Overcoming the past through cleansingPosted in Featured, News
By Francis Opio and Christopher Maclay
Muduu North-West village is located less than 6 miles from the Uganda-South Sudan border in Lamwo District. The village has a violent history from the Lord’s Resistance Army (LRA) war in northern Uganda.
Due to its geographic location, LRA rebel attacks were common, and much blood was spilt on these lands. This war-torn history continues to haunt locals to this day, with claims of haunting, illness, and unusable land blamed on spirits from those events. The Grassroots Reconciliation Group recently supported two groups – Orem Can (meaning ‘Chase Poverty’) and Wadi Cwinywa (meaning ‘Be Strong’) – who decided to respond to this problem.
According to traditional Acholi beliefs, GRG’s group members explained, evil spirits have traversed this area since the atrocities of the war. Members claim that members have been haunted by these spirits, which have also brought illness to children and caused abnormal weather including drought and hailstorms. In accordance with Acholi tradition, much of this land cannot be cultivated because the spirits have not been cleansed. During group development planning – a process which GRG facilitated to help groups to analyze their problems and develop their own solutions – two groups decided that a traditional cleansing ceremony, commonly known as “moyo cere”, was needed for this land.
Group members consulted with the wider community, including the traditional leaders, to decide what was required and how to conduct the ceremony. GRG agreed to provide some of the inputs for the ceremony, including a sheep, while the community provided the rest. As the rwot (traditional cultural leader) of Paracele explained, “From the start of the return process to our ancestral land we have been lamenting on this issue for quite some time… I am happy that GRG has come to our rescue… GRG would have helped chase the evil killing us in this village.”
GRG joined the community members as the ceremony took place. Due to the remoteness of the location and the lack of roads, as well as a bridge washed away by rain, we had to walk for roughly 10km to get to the site. Landmines and unexploded ordinance still litter the area.
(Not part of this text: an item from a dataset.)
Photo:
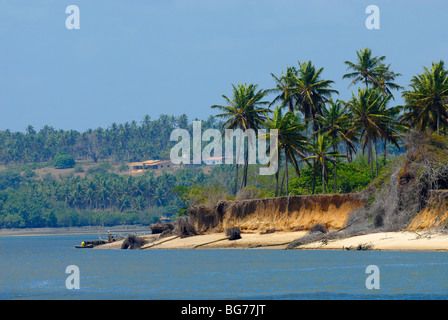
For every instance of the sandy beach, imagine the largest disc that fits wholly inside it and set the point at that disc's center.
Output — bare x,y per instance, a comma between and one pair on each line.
400,241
When community members arrived at the site, the ceremony began. Elders used traditional languages for the ceremony, one part of which is translated here: “you the hill of paracele, there you are, today we have brought the sheep for you because we surely know that a sheep washes all the impunity from the body of human beings. And if you are the one bringing problems to us, then today we are bringing you blood; now we do the cleansing. The eye of the morning sun should take away all the bad things. It has taken them take them far.”
After the ceremony had been concluded, and the sacrificed sheep was eaten, the elders had one last task to do: all of them went back home to alert the other community members not to pick up any quarrels as it would annoy the gods (evil spirits). Since the event, the community has felt freer to move in that area. One member even explained that the ceremony has caused more rains to fall, after a long period of dryness.